Using blockchain technology to execute LCs can help streamline the manual processing of import/export documentation, improve security by reducing errors, make companies’ working capital more predictable and increase convenience for all parties through mobile interaction.

“Blockchain has reshaped our thinking on how to make transaction processes more efficient and transparent for all parties. The success of this proof of concept is a significant development towards digitising trade transactions, potentially resulting in considerable benefits to the supply chain process,” says Ather Williams, head of global transaction services at BofAML.

According to a joint statement from HSBC, BofAML and IDA, the next steps involve further testing the concept’s commercial application with selected partners, such as corporates and shippers. “Our challenge is to take this from concept to commercial use; making it quicker and easier for businesses to connect with new suppliers and customers at home and abroad,” adds Vivek Ramachandran, global head of product for HSBC’s trade finance business.

The Asian consortium used the Linux Foundation open source Hyperledger Project blockchain fabric whose development was supported by IBM Global Business Services and IBM Research, which recently opened a blockchain research lab in Singapore.

Singapore confirms its status as a hotspot for blockchain innovation in trade finance.
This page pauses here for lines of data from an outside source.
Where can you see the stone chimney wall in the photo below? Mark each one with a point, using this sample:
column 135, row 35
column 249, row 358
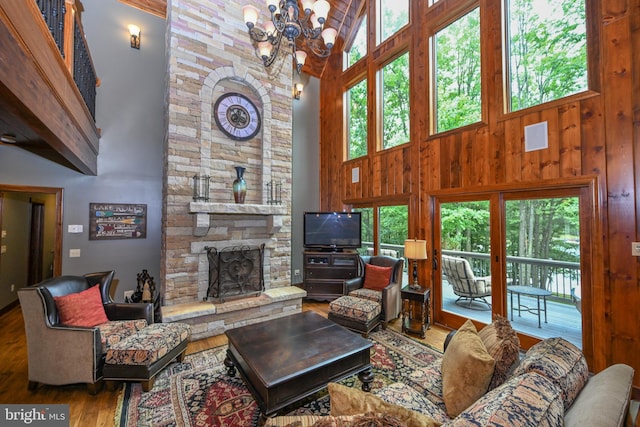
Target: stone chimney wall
column 209, row 53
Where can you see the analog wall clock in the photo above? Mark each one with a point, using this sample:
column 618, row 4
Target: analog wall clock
column 237, row 116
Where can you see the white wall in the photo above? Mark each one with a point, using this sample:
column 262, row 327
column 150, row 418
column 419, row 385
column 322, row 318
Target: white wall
column 130, row 114
column 306, row 165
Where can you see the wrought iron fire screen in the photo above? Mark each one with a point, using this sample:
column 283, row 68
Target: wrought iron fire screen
column 235, row 271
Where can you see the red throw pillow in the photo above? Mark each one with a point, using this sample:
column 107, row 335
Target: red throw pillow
column 82, row 308
column 376, row 277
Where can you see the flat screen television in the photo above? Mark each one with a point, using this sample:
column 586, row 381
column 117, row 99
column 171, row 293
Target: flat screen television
column 332, row 231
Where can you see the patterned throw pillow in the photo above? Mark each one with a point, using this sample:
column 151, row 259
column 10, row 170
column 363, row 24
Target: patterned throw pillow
column 503, row 345
column 527, row 400
column 82, row 308
column 560, row 361
column 376, row 277
column 467, row 369
column 352, row 401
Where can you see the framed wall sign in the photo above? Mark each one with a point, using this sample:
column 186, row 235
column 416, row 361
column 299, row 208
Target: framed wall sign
column 109, row 221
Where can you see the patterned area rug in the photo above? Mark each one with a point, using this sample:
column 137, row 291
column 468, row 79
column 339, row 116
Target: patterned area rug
column 198, row 392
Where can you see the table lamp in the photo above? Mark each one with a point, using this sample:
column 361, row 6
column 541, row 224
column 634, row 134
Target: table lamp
column 415, row 249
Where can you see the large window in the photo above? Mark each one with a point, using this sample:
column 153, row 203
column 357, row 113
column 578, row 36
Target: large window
column 392, row 15
column 392, row 229
column 457, row 73
column 530, row 272
column 358, row 47
column 357, row 120
column 395, row 102
column 547, row 50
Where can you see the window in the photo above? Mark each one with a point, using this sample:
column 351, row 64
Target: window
column 358, row 47
column 457, row 73
column 392, row 230
column 357, row 120
column 395, row 102
column 392, row 15
column 537, row 282
column 547, row 50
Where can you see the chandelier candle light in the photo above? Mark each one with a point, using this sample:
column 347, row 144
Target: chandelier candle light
column 415, row 249
column 288, row 22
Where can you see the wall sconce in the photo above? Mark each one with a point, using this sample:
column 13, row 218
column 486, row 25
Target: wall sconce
column 134, row 31
column 415, row 249
column 297, row 90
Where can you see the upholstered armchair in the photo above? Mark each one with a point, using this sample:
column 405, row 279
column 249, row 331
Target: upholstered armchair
column 61, row 354
column 465, row 284
column 382, row 285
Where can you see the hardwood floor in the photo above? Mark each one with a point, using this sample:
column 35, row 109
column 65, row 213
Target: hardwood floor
column 99, row 410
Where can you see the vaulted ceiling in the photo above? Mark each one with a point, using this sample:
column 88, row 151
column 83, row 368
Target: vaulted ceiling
column 341, row 16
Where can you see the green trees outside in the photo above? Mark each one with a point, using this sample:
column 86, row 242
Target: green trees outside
column 542, row 229
column 457, row 73
column 547, row 50
column 395, row 102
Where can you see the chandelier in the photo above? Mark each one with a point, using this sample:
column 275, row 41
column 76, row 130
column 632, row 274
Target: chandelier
column 287, row 22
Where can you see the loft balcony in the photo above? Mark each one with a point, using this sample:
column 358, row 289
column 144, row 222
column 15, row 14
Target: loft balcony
column 48, row 83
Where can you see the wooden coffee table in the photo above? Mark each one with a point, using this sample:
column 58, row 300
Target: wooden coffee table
column 286, row 359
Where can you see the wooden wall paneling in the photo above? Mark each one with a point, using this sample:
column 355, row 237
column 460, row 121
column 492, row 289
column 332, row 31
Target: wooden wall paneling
column 593, row 162
column 468, row 176
column 550, row 158
column 531, row 160
column 398, row 162
column 430, row 157
column 407, row 176
column 444, row 163
column 481, row 156
column 512, row 156
column 621, row 191
column 376, row 178
column 569, row 143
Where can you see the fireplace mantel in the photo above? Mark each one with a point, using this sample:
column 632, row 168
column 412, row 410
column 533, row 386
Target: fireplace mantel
column 203, row 210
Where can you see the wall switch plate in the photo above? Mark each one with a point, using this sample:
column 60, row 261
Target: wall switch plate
column 75, row 228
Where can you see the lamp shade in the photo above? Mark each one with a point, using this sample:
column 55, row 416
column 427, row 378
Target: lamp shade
column 415, row 249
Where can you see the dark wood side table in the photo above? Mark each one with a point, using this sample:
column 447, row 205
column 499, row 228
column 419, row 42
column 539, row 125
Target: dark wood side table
column 411, row 322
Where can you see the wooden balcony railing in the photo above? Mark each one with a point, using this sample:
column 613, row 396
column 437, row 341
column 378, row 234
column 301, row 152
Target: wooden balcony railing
column 48, row 82
column 66, row 30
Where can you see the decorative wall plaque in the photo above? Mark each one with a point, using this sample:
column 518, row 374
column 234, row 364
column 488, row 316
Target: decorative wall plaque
column 108, row 221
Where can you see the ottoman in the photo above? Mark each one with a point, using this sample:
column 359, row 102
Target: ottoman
column 140, row 356
column 358, row 314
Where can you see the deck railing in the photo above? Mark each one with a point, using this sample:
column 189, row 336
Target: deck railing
column 558, row 277
column 66, row 30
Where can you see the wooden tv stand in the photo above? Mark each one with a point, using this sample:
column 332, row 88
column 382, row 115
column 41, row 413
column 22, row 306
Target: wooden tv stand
column 324, row 273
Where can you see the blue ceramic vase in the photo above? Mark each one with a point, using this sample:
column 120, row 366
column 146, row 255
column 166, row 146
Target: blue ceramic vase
column 239, row 185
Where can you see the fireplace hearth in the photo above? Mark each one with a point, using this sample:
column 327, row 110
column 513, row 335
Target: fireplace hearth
column 235, row 271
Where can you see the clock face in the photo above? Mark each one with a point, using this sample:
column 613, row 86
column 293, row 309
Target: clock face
column 237, row 116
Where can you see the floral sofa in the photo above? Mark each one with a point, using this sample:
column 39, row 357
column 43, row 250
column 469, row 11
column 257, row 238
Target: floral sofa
column 483, row 380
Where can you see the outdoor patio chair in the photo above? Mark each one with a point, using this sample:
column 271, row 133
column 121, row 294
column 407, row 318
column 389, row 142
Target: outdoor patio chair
column 465, row 285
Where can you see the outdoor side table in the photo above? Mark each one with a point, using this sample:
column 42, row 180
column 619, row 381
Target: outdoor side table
column 411, row 322
column 529, row 291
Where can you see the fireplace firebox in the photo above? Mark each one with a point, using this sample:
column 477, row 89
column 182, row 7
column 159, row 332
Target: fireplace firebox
column 235, row 271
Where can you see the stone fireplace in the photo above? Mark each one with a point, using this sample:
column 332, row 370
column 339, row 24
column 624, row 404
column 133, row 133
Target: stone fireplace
column 209, row 54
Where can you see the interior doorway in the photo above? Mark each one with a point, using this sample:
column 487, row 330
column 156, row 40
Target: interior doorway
column 31, row 225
In December, DBS, Standard Chartered and IDA developed a proof of concept to track invoices and help fighting fraud.

“With participation of more members, greater impactful benefits will be realised by the trade ecosystem. As part of the Smart Nation journey, partnerships and the adoption of such innovations can help transform the banking and finance sector,” says Khoong Hock Yun, assistant chief executive of IDA Singapore’s Development Group.

The seven steps to a blockchain-based LC transaction:

1: The importer creates an LC application for the importer bank to review and stores it on the blockchain.

2: The importer bank receives notification to review the LC and can approve or reject it based on the data provided. Once checked and approved, access is then provided to the exporter bank automatically for approval.

3: The exporter bank approves or rejects the LC. If approved, the exporter is able to view the LC requirements and is prompted to view through the application.

4: The exporter completes the shipment, adds invoice and export application data and attaches a photo image of any other required documents. Once validated, these documents are stored on the blockchain.

5: The documents are viewed by the exporter bank, which approves or rejects the application.

6: The importer bank reviews the data and images against the LC requirements, marking any discrepancies for review by the importer. When approved, the LC goes straight to completed status or is sent to the importer for settlement.

7: If required due to a discrepancy, the importer can review the export documents and approve or reject them.